Frequently Asked Questions
Cycling past Mt Fitz Roy, Argentina.

Why Are You Doing This?
I’m an incredibly curious person. I’m fascinated by everything from nature to culture and history. By travelling slowly through lots of countries I get to learn lots of new things every single day. I also think it’s really important to invest time into people and experiences so that you can (hopefully) be the richest and most-rounded person possible.

Why Do You Travel On A Bike?
I think that bikes are the perfect way to see the world. They’re not too fast or too slow, and they offer a great physical challenge. Observing the world from a bike seat is also a particularly rich sensory experience that allows you to see, hear, feel, smell and taste your way across countries and continents like no other…

But I think my favourite thing about bike travel is that I’m instantly approachable – I’ve been afforded some incredible opportunities with locals because of this.

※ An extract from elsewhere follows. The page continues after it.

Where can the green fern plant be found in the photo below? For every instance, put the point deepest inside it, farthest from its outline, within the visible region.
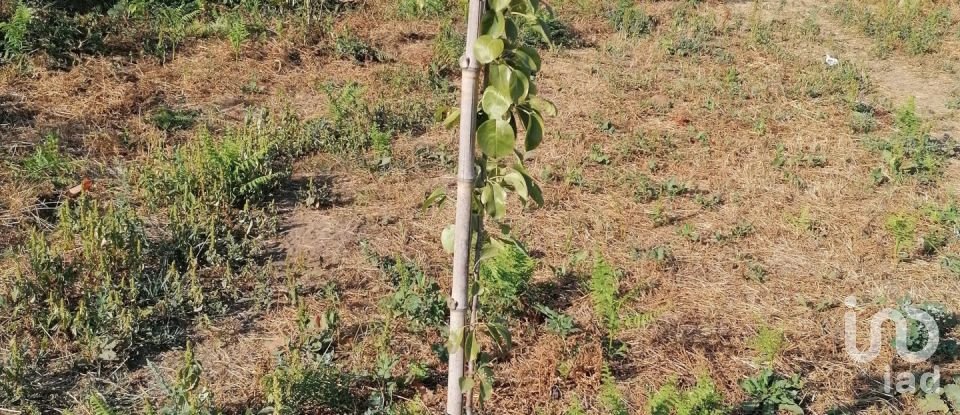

Frequently Asked Questions
Bike touring on the Carretera Austral Highway, Chile.

Aren’t You Lonely?
People often forget there’s a difference between ‘being alone’ and ‘being lonely’. I’m happy floating in my own thoughts, breathing fresh air, writing, taking photos, reading books and listening to podcasts. I have conversations with new people every single day, many of whom I will see again. I wouldn’t want to be in this state forever, but for now, it feels like such a luxury.

How Far Do You Ride in a Day?
This depends on the weather, wind, road surface and terrain. A typical day for me is about 120km, but I’ve been riding well over 200km when I’ve felt the need. Sometimes my days are as short as 50km in picturesque locations with ample camping spots.

Don’t You Get Tired?
I’m tired after a few big days cycling. But luckily a long trip affords me time to rest. After a few days of healthy food, good sleep and walking around – I feel fully reset and ready to do it all again!

Frequently Asked Questions
Torres del Paine National Park, Chile.

Does Your Bum Hurt?
I’ve been cycling almost as long as I’ve been alive, so while my bum sometimes takes a bit of a hit on bumpy roads, it’s pretty well used to it. I spent a lot of time finding a seat with the right shape and use padded cycling shorts when I ride.

Are You Ever Scared?
It’s my experience that the world is overwhelmingly safe. People often provide warnings about many of the far-flung places I end up, but I’ve found that 99 times out of 100 these are unfounded hearsay – it’s best to keep an open mind. You’ll find that one-in-a-thousand people actually have bad intentions and that the chance of rubbing shoulders with them is slim at best.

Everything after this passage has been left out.